HONG KONG — Manufacturers at the recent Hong Kong Toys & Game show say plummeting oil prices have had negligible effect on toy makers' bottom lines.
“There's only a small relationship between the price of resin and the price of the finished toy,” said Emily Cheung, executive director of leading Hong Kong manufacturer Tsuen Lee Metals & Plastics Toys Co. Ltd.
“Even though the price of plastic is going down a little, other factors are driving up our prices,” said sales representative Christy Lee of Hong Kong's Plastmetic Manufactury Ltd., which has 180 workers in Dongguan, Guangdong province.
“The workers' salaries keep going up and up, about 5 to 10 percent a year,” said sales manager Suki Chen of toy gun manufacturer Ze Cong Plastic Toys Factory, which employs 100 workers in Shantou, Guangdong.
Both companies' factories are in the heavily industrialized Pearl River Delta, which has rapidly become a seller's market for labor.
“After the Chinese New Year, we'll have a fairly high labor shortage — over 100,000 workers in the Pearl River Delta region,” predicted Chuck Fung, a senior consultant with the Hong Kong Productivity Counsel. “You are paying four or five times the minimum wage required by the Chinese government.”
Automation is one solution to mounting labor costs, but difficult to implement in the notoriously cyclical toy industry, said Emily Cheung, who also is vice chairman of the Hong Kong Toys Council trade group. Products also need to be designed to be easily put together by robots.
“We are encouraging our members to talk to their customers, so products can be optimized for production,” Cheung said.
Another challenge is a wildly complicated international regulatory landscape, which often requires sizeable upfront testing costs for entering a new market. It's a particular challenge for small players like Guangzhou-based Jargeon Group, which began exporting its Snug-brand breast pumps and bottle warmers three years ago.
“At the beginning, we may not sell much in a new market, but we need to pay, say 50,000 RMB (about $8,000) to have our products tested [in the United States]. Then we need to pay every year for testing,” said export manager Salina Lin.
Other vendors said they were hurt by the gloomy European market.
“The European economy is down, so are our sales,” said sales manager of Bubble Cai of Shantou, Guangdong-based games maker Action Toys Co Ltd. “Or the Europeans ask for a lower price.”
Still, opportunities beckon — especially in these companies' own backyards. This year, the Asia Pacific region will pass North America as the world's biggest toy market, said Utku Tansel, head of toy and games research at London-based consultancy Euromonitor International.
Tansel sees sales in the developing world rising sharply — 9 percent growth per year through 2018 in China, which is second only to America as the world's second biggest toy market. Tansel is especially bullish on Brazil, which he said will pass France in 2017 to become the world's fourth-largest toy market, behind Japan.
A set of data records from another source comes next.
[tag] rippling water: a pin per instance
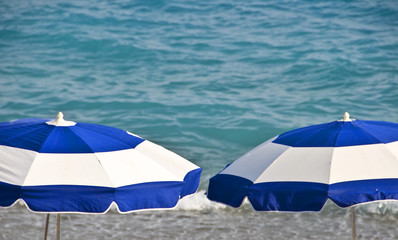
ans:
(209, 80)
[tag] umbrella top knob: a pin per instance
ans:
(346, 118)
(60, 122)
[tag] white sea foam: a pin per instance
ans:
(198, 202)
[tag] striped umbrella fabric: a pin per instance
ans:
(63, 166)
(348, 161)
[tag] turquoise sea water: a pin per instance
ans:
(209, 80)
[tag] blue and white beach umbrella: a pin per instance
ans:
(63, 166)
(348, 161)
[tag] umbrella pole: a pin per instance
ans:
(46, 228)
(58, 226)
(354, 234)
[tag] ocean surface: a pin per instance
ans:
(209, 80)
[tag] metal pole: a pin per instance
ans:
(46, 228)
(58, 226)
(354, 233)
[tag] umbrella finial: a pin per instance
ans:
(60, 117)
(60, 121)
(346, 118)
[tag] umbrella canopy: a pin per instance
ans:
(64, 166)
(349, 161)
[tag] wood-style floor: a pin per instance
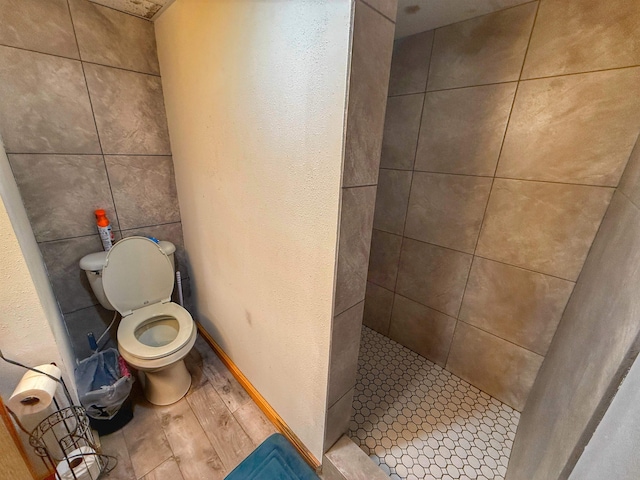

Other fast growing markets are India, Thailand, the United Arab Emirates and Indonesia, Tansel said.
“In the emerging economies, such as Brazil, birth rates are stagnating. However, rising affordable income is giving rise to even better sales for toys and games,” he said.
“Middle class people are willing to spend more on toys,” Cheung said. “‘In the toy industry, if you have a good product, you can succeed.”